Sascha and wife – fellow Paralympian gold medallist Nyree Lewis – have also had to face the challenge of parenthood in the countdown to the games. Daughter Ella is now aged 14 months but her father hopes she will not be too young to remember London 2012 and perhaps be inspired to compete herself.
He added: "It has been a juggling act but a very exciting one – and I think Ella has a bit of chlorine in her genes. I'm not thinking about what happens after London yet. I just love my sport, so getting the attention is a bonus. It helps my disability and it keeps me fit."
Team members have their own way of relaxing. One of the secrets of Jon Fox's record-breaking success is the Rubik's cube his grandmother gave him. He said: "It's great. There are millions of combinations and I take it everywhere with me. It has a few bumps and scratches but it is still going.
"When I am not relaxing before races with my cube I am listening to my iPod and I'm a big heavy-metal fan." It is all rib-tickling stuff, given the weighty debates these Paralympics have generated about equality and diversity.
But the athletes seem far less preoccupied with the controversies than do the general public. Only when pressed on the Royal Mail stamps fiasco is a veteran such as Claire Cashmore (mildly) stung: "It should be a level playing field, like the Olympics. Why shouldn't we get the same treatment?"
Younger Paralympians are simply bubbling over with the enthusiasm for the games or plain overawed. Amy Marren, just turned 14, is coming terms with seeing her face on buses for an adidas commercial, and being on the same team as Simmonds, whom she has idolised from the age of 10. While older members may fret how many gold medals they have left in them she is counting much more immediate blessings.
"I am really lucky I do not have that much homework. My swimming is my time out from all my school work usually," she said.

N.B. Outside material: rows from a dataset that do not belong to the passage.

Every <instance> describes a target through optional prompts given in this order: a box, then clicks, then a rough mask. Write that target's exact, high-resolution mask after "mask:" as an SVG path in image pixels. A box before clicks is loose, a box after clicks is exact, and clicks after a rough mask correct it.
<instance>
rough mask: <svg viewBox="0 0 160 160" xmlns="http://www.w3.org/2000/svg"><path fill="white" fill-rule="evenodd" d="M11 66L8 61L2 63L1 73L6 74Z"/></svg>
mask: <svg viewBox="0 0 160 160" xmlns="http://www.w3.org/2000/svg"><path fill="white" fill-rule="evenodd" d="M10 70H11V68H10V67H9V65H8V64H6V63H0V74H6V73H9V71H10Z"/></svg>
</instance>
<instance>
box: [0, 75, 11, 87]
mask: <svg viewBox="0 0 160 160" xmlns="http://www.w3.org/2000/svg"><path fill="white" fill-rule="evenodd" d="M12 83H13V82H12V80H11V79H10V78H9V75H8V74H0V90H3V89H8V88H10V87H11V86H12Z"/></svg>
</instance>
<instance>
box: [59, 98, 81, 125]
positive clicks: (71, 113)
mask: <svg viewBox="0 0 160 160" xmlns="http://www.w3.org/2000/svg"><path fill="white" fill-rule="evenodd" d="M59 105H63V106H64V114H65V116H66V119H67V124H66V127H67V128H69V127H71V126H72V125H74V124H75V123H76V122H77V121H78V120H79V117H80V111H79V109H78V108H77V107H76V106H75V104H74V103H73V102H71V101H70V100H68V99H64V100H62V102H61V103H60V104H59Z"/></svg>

Between school and swimming her life is all work and no play – but there will be time for socialising once the medals are handed out.
"My friends are all going on holiday and going out with each other but I can do all that when I get back – and I don't have time for a boyfriend," she added.
Hannah Russell, one the team's brightest hopes at 16, said: "I have only just finished my GCSEs and have got into the team at such a young age it is a dream come true."
She also has a gruelling schedule as a boarder at Gordon's in Surrey, rising at 5.30am daily so she can cram in a couple of hours' swimming before lessons at 9am. Then after the 5.30pm bell she is back in the water for another three hours' training. So what does she do to relax?
"I play the bagpipes because my dad's family is Scottish. I practise mainly at boarding school and only try to play them at home when the neighbours are not around."